Taniobis produces high-quality materials, powders, and alloys based on tantalum and niobium, forming the basis of many everyday objects. Alongside its influence on global technology trends such as the Internet of Things and big data, Taniobis just recently unveiled a new metal powder for additive manufacturing: AMtrinsic.

From its roots as H.C. Starck Tantalum & Niobium, the company has been doing business as Taniobis GmbH since July 1. With over 60 years of experience in metallurgy, Taniobis produces products for customers from fields including the automotive, energy, aviation, electronics, chemicals, and medical technology industries. In the course of these activities, the company also serves the booming worldwide field of additive manufacturing – primarily based on its biocompatible alloys, which are used to produce patient-specific implants made using 3D printing. The specific processing of Taniobis powders in 3D printing processes is made possible by the powders' spherical morphology.

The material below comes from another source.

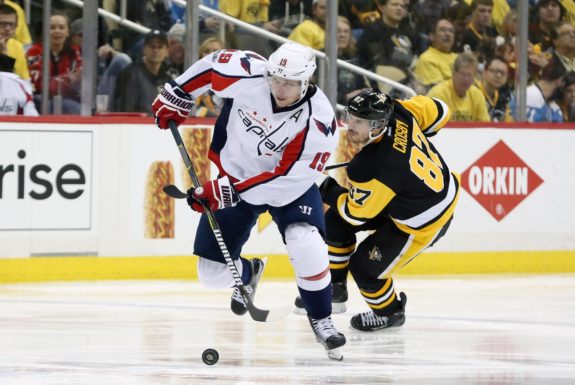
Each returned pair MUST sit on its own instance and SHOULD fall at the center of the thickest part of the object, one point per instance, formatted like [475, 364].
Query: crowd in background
[461, 51]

Advantageous properties of AMtrinsic powders

Taniobis developed the spherical AMtrinsic powders as part of its portfolio of solutions for additive manufacturing. The "AM" part of the name stands for "additive manufacturing," while "-trinsic" reflects the powders' intrinsic material properties. Pairing the versatility of these gas-atomised spherical powders made from tantalum and niobium alloys with the design freedom offered by additive manufacturing technologies opens up new application opportunities for manufacturers while ensuring high process reliability. The primary fields of application for AMtrinsic are medical implants and production of components that are resistant to heat and corrosion for the chemicals and aerospace industries.

These properties are based on those of tantalum and niobium: high temperature and corrosion resistance and conductivity. The specially designed alloys feature elasticity, strength, and hardness as additional intrinsic properties. Despite the high melting points of the materials, they can be printed using the usual processes. The powders were also developed after parameter optimisation to yield completely dense structures. Even highly complex compositions can be generated and printed, with the homogeneous distribution of elements being maintained in the printed parts. Thanks to their superior processing capability, the powders can be adjusted according to specific requirements, and the alloys are variable.